Starting at 7:15 a.m. on the first two days of classes, a fleet of golf carts deploys onto Wichita State’s campus, aimed at helping students navigate the beginning of the semester.
Wuber is a staple of Wichita State’s first week programming — students who are lost, running late, or just need to get off their feet can catch a ride to their new classes on the golf carts.
The idea started in 2019, when the vice president and assistant vice president of student affairs, Teri Hall and Alicia Newell, were preparing for move-in and the start of the semester.
“We use golf carts to transport people, mostly parents, back and forth from parking lots,” Hall said. “And Alicia Newell and I … we’re sitting around that table, and we were like, ‘Why don’t we do that the first couple of days of school?’ And then she turned to me and she said, ‘We could call it Wuber.’”

Since then, Wuber has evolved into a yearly staple, guided and organized by Newell, self-dubbed “Shocker mom,” alongside a team of administrators.
“One thing you should know about me is I treat all of our students like they’re mine,” Newell said.
On the rides, students are offered a pocket guide — a small 8-fold pamphlet that lists phone numbers, buildings and resources.
For students, it’s a way to get quicker transportation, but members of administration say it’s more than that.
“It started with just being a student affairs thing and really trying to get our senior-level administrators out of their office as well,” Newell said. “So we have their president, we have the first gentleman, the provost, our VP, our directors, and so it’s getting them out of the office so that they can welcome students back.”
When students get into a Wuber, the focus is on them.
“It was awesome,” freshman Ava Bradshaw said. “I was with the President and the Director of Student Affairs… I had a really great conversation with them, and they were super welcoming and interested in what I plan on doing.”

Newell greets students with a “want a ride, babe?” and spends the ride asking about them: year in school, major and what class they are going to.

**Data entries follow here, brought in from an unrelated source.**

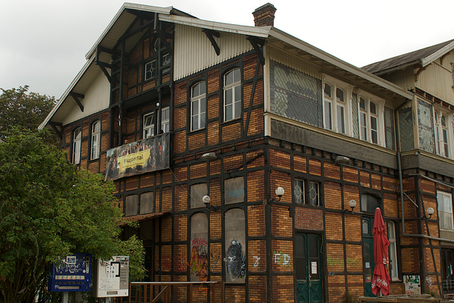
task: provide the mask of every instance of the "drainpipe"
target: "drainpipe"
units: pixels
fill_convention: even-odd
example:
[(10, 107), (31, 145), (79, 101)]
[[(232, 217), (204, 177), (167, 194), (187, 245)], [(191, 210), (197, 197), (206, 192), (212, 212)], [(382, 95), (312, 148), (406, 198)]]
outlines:
[[(402, 104), (399, 105), (395, 110), (394, 112), (398, 112), (399, 110), (406, 104), (406, 101), (404, 102)], [(454, 240), (451, 239), (445, 239), (442, 238), (432, 237), (431, 236), (423, 235), (421, 233), (405, 233), (405, 216), (404, 211), (404, 189), (402, 188), (402, 166), (401, 164), (401, 154), (400, 154), (400, 132), (399, 126), (397, 124), (397, 116), (394, 115), (394, 125), (396, 128), (397, 138), (397, 144), (396, 144), (396, 150), (397, 151), (397, 167), (399, 169), (399, 187), (400, 187), (400, 205), (401, 205), (401, 212), (402, 212), (402, 220), (401, 224), (402, 225), (402, 236), (405, 237), (414, 237), (414, 238), (423, 238), (426, 239), (440, 241), (443, 242), (450, 242), (454, 243)], [(414, 174), (412, 175), (419, 175), (422, 176), (419, 174)]]

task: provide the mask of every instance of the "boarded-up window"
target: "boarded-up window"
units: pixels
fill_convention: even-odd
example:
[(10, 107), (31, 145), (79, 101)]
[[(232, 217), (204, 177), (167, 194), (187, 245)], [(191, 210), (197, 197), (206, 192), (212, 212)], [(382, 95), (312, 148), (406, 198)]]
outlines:
[(140, 214), (155, 212), (155, 194), (153, 192), (140, 194)]
[(224, 203), (244, 202), (244, 178), (238, 177), (224, 181)]
[(418, 118), (419, 122), (419, 148), (435, 153), (432, 106), (419, 99), (418, 99)]
[(201, 200), (204, 196), (208, 193), (206, 183), (196, 184), (191, 186), (191, 208), (196, 209), (205, 207), (205, 204)]
[(131, 194), (126, 197), (125, 214), (126, 216), (135, 216), (138, 214), (139, 206), (139, 197), (137, 194)]
[(208, 217), (204, 213), (191, 216), (191, 281), (208, 281)]
[(226, 282), (244, 283), (246, 279), (246, 236), (244, 211), (226, 212)]
[(271, 111), (321, 126), (321, 82), (274, 61), (270, 73)]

She says that she wants to help freshmen, but will give anyone a ride.
“It’s not standing at a table handing out maps, you know, the traditional welcome back type stuff,” Newell said. “It’s different. And I think that’s why it stuck around so long.”

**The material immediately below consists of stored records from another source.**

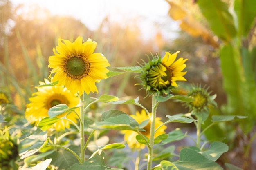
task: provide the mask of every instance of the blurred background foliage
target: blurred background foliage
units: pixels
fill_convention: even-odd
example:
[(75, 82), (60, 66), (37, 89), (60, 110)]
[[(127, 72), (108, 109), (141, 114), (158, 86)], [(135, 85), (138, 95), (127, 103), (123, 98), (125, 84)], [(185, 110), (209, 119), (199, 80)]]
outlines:
[[(72, 40), (80, 36), (85, 39), (90, 38), (97, 42), (96, 52), (103, 53), (112, 68), (139, 65), (137, 62), (142, 63), (141, 59), (148, 61), (146, 55), (150, 57), (150, 53), (163, 56), (164, 51), (174, 53), (180, 50), (178, 57), (189, 59), (186, 68), (187, 73), (185, 76), (187, 82), (181, 83), (181, 87), (174, 93), (186, 94), (191, 83), (201, 84), (202, 86), (207, 85), (210, 87), (212, 95), (217, 94), (216, 101), (218, 107), (213, 108), (212, 115), (236, 114), (249, 117), (249, 123), (247, 123), (247, 119), (240, 122), (240, 126), (237, 122), (221, 124), (209, 130), (206, 134), (206, 137), (209, 139), (226, 137), (225, 142), (231, 150), (223, 159), (229, 159), (236, 165), (243, 164), (241, 162), (243, 161), (240, 159), (246, 157), (249, 160), (250, 155), (248, 153), (245, 155), (245, 150), (249, 149), (245, 148), (243, 145), (250, 143), (256, 130), (256, 101), (254, 100), (255, 97), (251, 96), (255, 94), (255, 89), (256, 13), (253, 9), (255, 7), (255, 2), (253, 0), (238, 0), (234, 4), (234, 0), (216, 1), (227, 13), (228, 9), (234, 5), (235, 8), (232, 12), (239, 12), (238, 9), (242, 7), (241, 4), (238, 4), (240, 1), (247, 3), (245, 7), (252, 6), (248, 9), (248, 13), (243, 12), (244, 13), (239, 13), (240, 15), (238, 15), (238, 18), (236, 19), (238, 20), (238, 26), (236, 24), (236, 26), (238, 26), (237, 33), (235, 30), (232, 29), (235, 28), (234, 23), (228, 22), (227, 24), (232, 25), (227, 26), (230, 29), (226, 30), (227, 32), (222, 32), (221, 28), (216, 28), (220, 25), (213, 27), (215, 20), (212, 18), (211, 20), (211, 17), (207, 18), (209, 13), (211, 12), (206, 13), (204, 11), (207, 8), (203, 4), (203, 1), (193, 1), (166, 0), (166, 4), (168, 4), (170, 8), (168, 14), (166, 14), (168, 18), (166, 22), (178, 23), (180, 29), (172, 31), (177, 36), (173, 39), (166, 38), (159, 31), (155, 36), (145, 40), (141, 37), (143, 31), (132, 20), (124, 26), (118, 22), (110, 22), (106, 17), (97, 29), (92, 31), (72, 17), (52, 15), (47, 10), (38, 6), (30, 9), (29, 11), (21, 13), (22, 5), (14, 7), (9, 0), (1, 0), (0, 88), (0, 91), (10, 97), (11, 105), (13, 104), (4, 114), (4, 119), (9, 117), (13, 122), (19, 118), (24, 119), (22, 116), (26, 104), (29, 102), (28, 98), (35, 92), (32, 86), (38, 85), (39, 81), (49, 76), (50, 70), (47, 68), (48, 60), (53, 54), (52, 48), (57, 44), (59, 37)], [(212, 10), (218, 11), (214, 8)], [(135, 21), (136, 18), (134, 19)], [(244, 22), (241, 22), (241, 20), (244, 20)], [(161, 28), (171, 26), (170, 25), (158, 26)], [(225, 55), (232, 53), (236, 54), (233, 55), (235, 57), (229, 57), (234, 60), (222, 61), (220, 57), (221, 54)], [(247, 62), (240, 63), (242, 60)], [(221, 62), (225, 65), (221, 65)], [(233, 64), (233, 62), (236, 64)], [(238, 66), (236, 64), (242, 65)], [(233, 66), (234, 68), (231, 67)], [(229, 68), (234, 70), (229, 70)], [(246, 74), (247, 71), (249, 72), (249, 74)], [(232, 72), (235, 74), (230, 77)], [(246, 77), (247, 75), (249, 77)], [(99, 84), (99, 93), (106, 93), (118, 97), (139, 95), (141, 104), (146, 108), (150, 107), (150, 97), (142, 99), (145, 96), (145, 91), (141, 90), (138, 92), (141, 87), (134, 86), (139, 81), (132, 78), (134, 75), (128, 73), (121, 77), (114, 77), (106, 80)], [(232, 81), (236, 79), (239, 79), (239, 82), (235, 83), (239, 84), (232, 84)], [(239, 91), (239, 93), (234, 94), (234, 91)], [(250, 99), (249, 101), (248, 99)], [(236, 104), (240, 103), (243, 104), (238, 104), (240, 107), (236, 108)], [(158, 112), (160, 114), (164, 113), (162, 115), (188, 111), (187, 108), (177, 102), (168, 102), (160, 104)], [(129, 108), (121, 109), (133, 114)], [(207, 123), (210, 122), (206, 123)], [(168, 130), (180, 125), (172, 124), (168, 127)], [(240, 128), (241, 126), (242, 128)], [(252, 152), (251, 148), (249, 150)], [(233, 161), (231, 161), (232, 159)], [(238, 161), (236, 162), (238, 160)], [(252, 160), (249, 161), (248, 162), (253, 163)]]

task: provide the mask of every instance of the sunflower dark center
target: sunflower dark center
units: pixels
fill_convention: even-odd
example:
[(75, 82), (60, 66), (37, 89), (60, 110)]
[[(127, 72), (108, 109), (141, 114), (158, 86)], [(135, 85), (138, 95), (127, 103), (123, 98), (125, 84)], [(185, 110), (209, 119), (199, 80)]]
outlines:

Rick Case, first gentleman of the university, says he takes a parental role in these discussions.
“What would I want someone to do with my kid?” Case said. “…Rick (Muma) and I kind of approached this that we raised two boys of our own, and now we have 17,000 more kids.”

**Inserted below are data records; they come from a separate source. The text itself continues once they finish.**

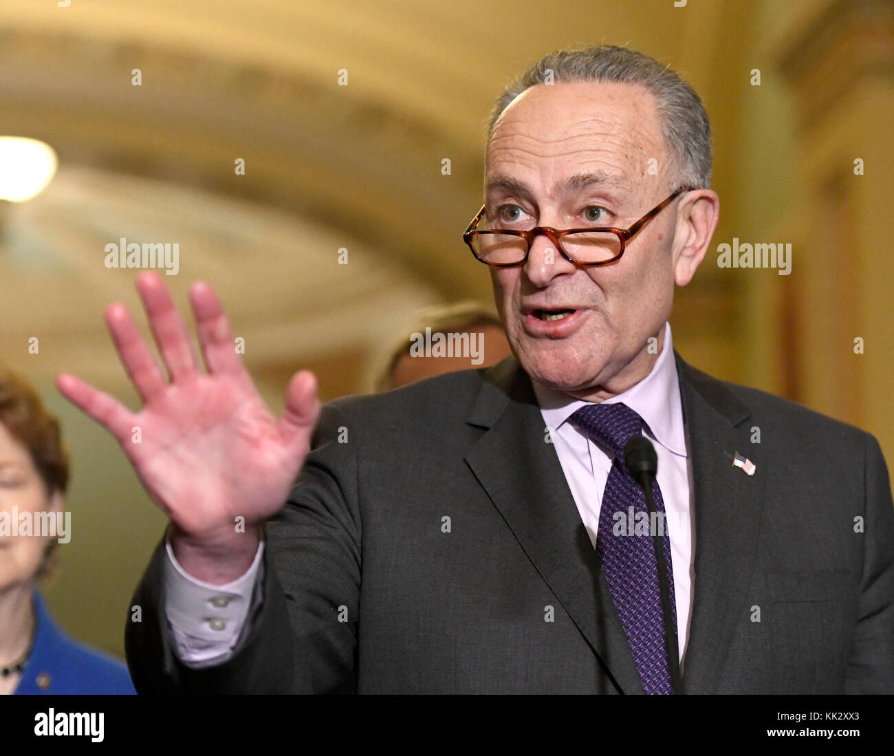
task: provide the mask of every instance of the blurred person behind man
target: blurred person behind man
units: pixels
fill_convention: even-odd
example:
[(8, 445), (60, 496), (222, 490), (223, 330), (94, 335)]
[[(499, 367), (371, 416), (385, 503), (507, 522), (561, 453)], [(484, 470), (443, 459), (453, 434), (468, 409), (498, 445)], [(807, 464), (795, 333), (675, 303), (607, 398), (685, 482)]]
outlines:
[(133, 694), (127, 667), (69, 638), (44, 604), (38, 586), (54, 571), (58, 538), (37, 524), (16, 534), (63, 512), (68, 478), (58, 420), (0, 370), (0, 693)]
[[(388, 353), (387, 361), (376, 370), (375, 391), (400, 388), (454, 370), (489, 368), (512, 353), (500, 318), (493, 307), (480, 302), (426, 308), (414, 313), (409, 323)], [(438, 335), (442, 348), (426, 350), (426, 344), (431, 346)], [(457, 345), (463, 348), (455, 349)]]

Case compared getting students to accept a ride to fishing.
“Throwing your line out there, and every once in a while, you hook a kid,” Case said. “And you want to make a difference in whether they’re successful or not.”
Though Wubers only run the first two days of classes, Hall said that she’s always mused that someone could start their own Wuber business.
“If they got certified and trained and wanted to offer Uber rides throughout the year, they could do that, but no one’s taken me up on that idea yet.”
Hall hopes that when she’s driving a Wuber, she can connect students to the people riding alongside her, such as the new Liberal Arts and Sciences dean
“Dr. Sarah Beth Estes is going to ride with me, so I’m excited … to help her get to understand campus better,” Hall said. “But inevitably, when we pick up a new student, they’re going to have LAS classes. So for me to get to introduce a brand new student to their dean, …. I love that part.”
In her last semester before retirement, Hall said the beginning of the year is bittersweet.
“My hope is to have, you know, some closure in some spaces,” Hall said. “But also part of that closure is I want to spend as much time with students as I can in this last semester.”
Picking up multiple students a day, Newell said she doesn’t always remember the individual’s name, but understands the impact a short Wuber ride has.
“I’ll be honest, I will give a lot of student rides, and I will not remember their name because there’s so many of them,” Newell said. “But when I’m walking across campus and they say, ‘Hey, Miss Alicia, hey, that’s the lady that gave me a ride, like, it’s like, okay, like that moment mattered to that student, right? And then it’s an opportunity for us to have a continued conversation.”